To reduce racial inequality in the criminal justice system, the government should explore ways to reduce police arrests, arrests and lengthy sentences, according to a new report. Like an avalanche, racial disparity grows cumulatively as people go through the criminal justice system. This report identifies four key features of the criminal justice system that produce racially unequal outcomes and shows initiatives to reduce these sources of inequity in adult and juvenile justice systems across the country. Marie Yovanovitch advocates supporting Ukraine while the war drags on and warns that defeat would embolden Putin and other dictators.
A study conducted by Harvard psychologists reveals that personal charitable preferences are preserved and specific matching funds are offered. Recent videos and reports of black and brown people beaten or killed by law enforcement officers have sparked a national protest over the disproportionate use of excessive, and often lethal, force against people of color, prompting demands for police reform. Historians and other scholars point out that this problem is rooted in the history of the nation and its culture, stemming from slavery, racial disparities in police and police violence, which are based on systemic exclusion and discrimination, and fueled by implicit and explicit prejudices. Any solution will require a myriad of new approaches to law enforcement, courts, and community participation, as well as comprehensive social change driven from the bottom up and from the top down.
The current moment of national reckoning has broadened the perspective of systemic racism for many Americans, prompting academics to explore the ways in which inequality pervades every aspect of American life. Khalil Gibran Muhammad, professor at Harvard's Kennedy School, traces the history of police in the United States to “slave patrols” in the antebellum South, in which white citizens were expected to help oversee the movements of enslaved blacks. This legacy can still be seen in today's police force. Slave patrols ended after the Civil War and the passage of the 13th Amendment, which formally ended slavery “except as punishment for a crime”.

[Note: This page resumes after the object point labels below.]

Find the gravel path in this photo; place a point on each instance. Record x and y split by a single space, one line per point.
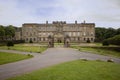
48 58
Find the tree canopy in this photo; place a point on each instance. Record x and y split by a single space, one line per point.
105 33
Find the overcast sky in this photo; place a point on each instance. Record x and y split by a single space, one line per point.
104 13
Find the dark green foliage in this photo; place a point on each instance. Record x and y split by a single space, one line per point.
88 41
114 40
105 43
105 33
10 43
30 41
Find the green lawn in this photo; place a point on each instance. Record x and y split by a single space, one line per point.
18 47
11 57
108 52
76 70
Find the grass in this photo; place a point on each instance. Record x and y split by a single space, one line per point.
97 50
76 70
21 47
11 57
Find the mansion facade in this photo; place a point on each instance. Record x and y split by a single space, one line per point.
77 32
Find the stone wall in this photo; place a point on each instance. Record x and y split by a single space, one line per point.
78 32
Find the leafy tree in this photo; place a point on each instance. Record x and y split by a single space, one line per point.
105 43
2 32
105 33
10 31
114 40
10 43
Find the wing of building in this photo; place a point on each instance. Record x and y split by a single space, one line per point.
77 32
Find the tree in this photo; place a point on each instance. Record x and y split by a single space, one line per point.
10 31
105 33
114 40
105 43
2 32
10 43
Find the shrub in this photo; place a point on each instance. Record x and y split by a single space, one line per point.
88 41
30 41
115 40
30 55
10 43
105 43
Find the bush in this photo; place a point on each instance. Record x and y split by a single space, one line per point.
30 41
115 40
105 43
88 41
10 43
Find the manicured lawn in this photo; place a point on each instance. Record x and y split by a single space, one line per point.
76 70
108 52
18 47
11 57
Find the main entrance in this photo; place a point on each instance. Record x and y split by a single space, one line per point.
58 40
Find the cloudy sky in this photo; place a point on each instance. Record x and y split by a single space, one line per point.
104 13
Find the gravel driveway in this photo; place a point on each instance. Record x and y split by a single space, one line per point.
48 58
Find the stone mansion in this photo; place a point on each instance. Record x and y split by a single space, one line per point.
77 32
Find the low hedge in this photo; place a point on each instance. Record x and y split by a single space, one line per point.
107 48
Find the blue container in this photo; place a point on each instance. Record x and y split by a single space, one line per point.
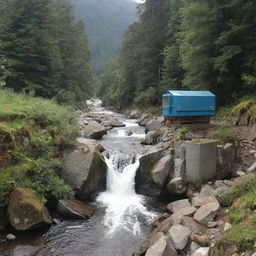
188 103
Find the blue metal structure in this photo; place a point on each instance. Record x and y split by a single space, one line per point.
188 103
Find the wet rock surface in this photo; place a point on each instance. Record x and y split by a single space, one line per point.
26 211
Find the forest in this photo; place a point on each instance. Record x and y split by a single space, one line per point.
105 23
190 45
44 51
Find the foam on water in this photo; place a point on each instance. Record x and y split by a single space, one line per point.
124 208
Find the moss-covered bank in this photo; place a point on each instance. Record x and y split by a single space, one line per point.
33 134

However, former Confederate states quickly used that exception to justify new restrictions known as black codes. When millions of African-Americans fled the South during what became known as the Great Migration in search of opportunities in industrial centers of the North, they discovered that metropolitan police departments tended to enforce the law according to racial and ethnic criteria. This has led to widely discredited practices such as racial profiling and “stop-and-frisk”.But how does the desire for change actually translate into reality? Bratton argued that technology eliminated the problem of prejudice in the police, without ever questioning the possible bias in the data or algorithms themselves - a major problem given that African-Americans are arrested and convicted of crimes at disproportionately higher rates than whites. Rajiv Sethi, a Joy Foundation fellow at Harvard's Radcliffe Institute is investigating the use of lethal force by law enforcement officers. They have found that exposure to lethal force is greater in mountainous regions of the west and Pacific compared to states in Mid-Atlantic and Northeast, with racial disparities even greater than national figures indicate. Examining characteristics associated with police departments that experience large numbers of lethal encounters is one way to better understand and address racial disparities in policing and use of violence. For many analysts, however, the real problem with police in United States is simply that there are too many of them.
Professor Brandon Terry experienced this tension first-hand during his chemistry final at Baltimore High School when frozen buckets were placed in center of classroom.